Crossing the Pacific

jess tauber phonosemantics at EARTHLINK.NET
Tue May 6 04:59:02 UTC 2008


Dixon went into comparison of Australian and Dravidian phonotactics, IIRC, in his older book on the former. Lots of parallels, but some things are different.

I recently took another look at my collection of verb roots and stems in Australian languages (culled from numerous mostly more recent publications) and have been working on Dravidian for several weeks now, especially with regard to the primary derivational affixes.
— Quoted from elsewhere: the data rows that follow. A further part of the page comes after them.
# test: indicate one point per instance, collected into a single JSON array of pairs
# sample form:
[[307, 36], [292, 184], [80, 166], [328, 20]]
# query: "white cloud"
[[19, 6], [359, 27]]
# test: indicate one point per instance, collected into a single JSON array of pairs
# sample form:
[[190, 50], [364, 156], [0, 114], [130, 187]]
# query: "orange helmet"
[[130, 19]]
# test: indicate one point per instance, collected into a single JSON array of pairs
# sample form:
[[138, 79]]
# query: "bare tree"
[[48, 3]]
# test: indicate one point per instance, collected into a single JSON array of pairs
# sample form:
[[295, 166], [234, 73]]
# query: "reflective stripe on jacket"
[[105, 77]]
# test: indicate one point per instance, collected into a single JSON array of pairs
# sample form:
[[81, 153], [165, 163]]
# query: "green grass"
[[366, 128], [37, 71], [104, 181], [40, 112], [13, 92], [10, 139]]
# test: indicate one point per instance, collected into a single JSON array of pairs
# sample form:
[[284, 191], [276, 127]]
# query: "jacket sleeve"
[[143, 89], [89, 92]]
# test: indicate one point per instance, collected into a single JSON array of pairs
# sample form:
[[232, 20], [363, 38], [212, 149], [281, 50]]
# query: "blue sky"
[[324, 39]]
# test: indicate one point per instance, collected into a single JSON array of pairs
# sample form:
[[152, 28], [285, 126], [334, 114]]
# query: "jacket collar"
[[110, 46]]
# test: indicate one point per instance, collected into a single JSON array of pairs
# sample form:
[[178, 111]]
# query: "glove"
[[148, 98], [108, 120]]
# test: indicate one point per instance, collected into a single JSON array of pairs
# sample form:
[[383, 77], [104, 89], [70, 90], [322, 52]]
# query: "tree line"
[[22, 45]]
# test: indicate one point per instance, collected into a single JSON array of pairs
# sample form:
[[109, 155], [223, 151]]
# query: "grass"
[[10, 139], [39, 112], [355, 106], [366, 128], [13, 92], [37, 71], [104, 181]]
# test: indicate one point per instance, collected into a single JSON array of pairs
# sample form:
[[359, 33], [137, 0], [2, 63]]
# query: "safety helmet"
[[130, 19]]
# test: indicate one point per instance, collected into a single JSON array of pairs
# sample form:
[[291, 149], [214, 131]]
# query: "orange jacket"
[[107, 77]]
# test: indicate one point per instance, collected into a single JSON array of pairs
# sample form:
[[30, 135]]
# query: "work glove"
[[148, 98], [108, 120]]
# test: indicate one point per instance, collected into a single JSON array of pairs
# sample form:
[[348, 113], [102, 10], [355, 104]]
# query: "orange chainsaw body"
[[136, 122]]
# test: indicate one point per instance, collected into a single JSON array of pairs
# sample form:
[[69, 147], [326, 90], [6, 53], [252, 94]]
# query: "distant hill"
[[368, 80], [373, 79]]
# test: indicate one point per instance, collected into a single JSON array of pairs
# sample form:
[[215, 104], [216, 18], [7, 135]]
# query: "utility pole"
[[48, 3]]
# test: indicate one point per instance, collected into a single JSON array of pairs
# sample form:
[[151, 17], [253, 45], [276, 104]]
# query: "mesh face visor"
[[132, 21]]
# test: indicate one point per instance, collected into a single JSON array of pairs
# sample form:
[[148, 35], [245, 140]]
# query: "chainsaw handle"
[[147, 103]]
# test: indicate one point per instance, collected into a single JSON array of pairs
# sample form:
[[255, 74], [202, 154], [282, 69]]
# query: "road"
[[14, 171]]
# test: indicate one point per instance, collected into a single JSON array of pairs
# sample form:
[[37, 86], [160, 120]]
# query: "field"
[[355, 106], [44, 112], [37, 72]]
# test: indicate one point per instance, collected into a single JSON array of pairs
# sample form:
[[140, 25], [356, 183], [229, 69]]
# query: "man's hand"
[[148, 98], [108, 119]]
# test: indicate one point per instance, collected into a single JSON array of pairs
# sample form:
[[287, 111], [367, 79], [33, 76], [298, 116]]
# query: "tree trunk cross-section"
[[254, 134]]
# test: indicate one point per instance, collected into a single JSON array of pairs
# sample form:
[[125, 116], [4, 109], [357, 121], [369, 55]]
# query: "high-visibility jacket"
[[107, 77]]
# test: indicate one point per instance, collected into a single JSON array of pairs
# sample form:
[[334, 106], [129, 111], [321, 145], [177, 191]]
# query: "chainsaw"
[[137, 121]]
Despite superficial similarities (more typological than anything else it would seem), roots and stems in the two groups are rather different in their phonosemantics.

Hey, I'd love to be the 'discoverer' of a new connection, but the evidence seems to be against it. OTOH, some of the things reconstructed for Dixon's Proto-Australian remind me a lot of things I've seen in American languages. A bit of an even longer stretch, eh? For making such a suggestion, I may well end up 'roo'ing this day....

In the meantime, though, now I'm sorry that I seem to have sidetracked serious discussion of the situation in Tibet. It wasn't my intention. Many countries have treated involuntary minorities cruelly, but the wound there is still fresh and bloody. Marxist idealism- it still boils down to racist imperialism. Welcome to the club, PRC.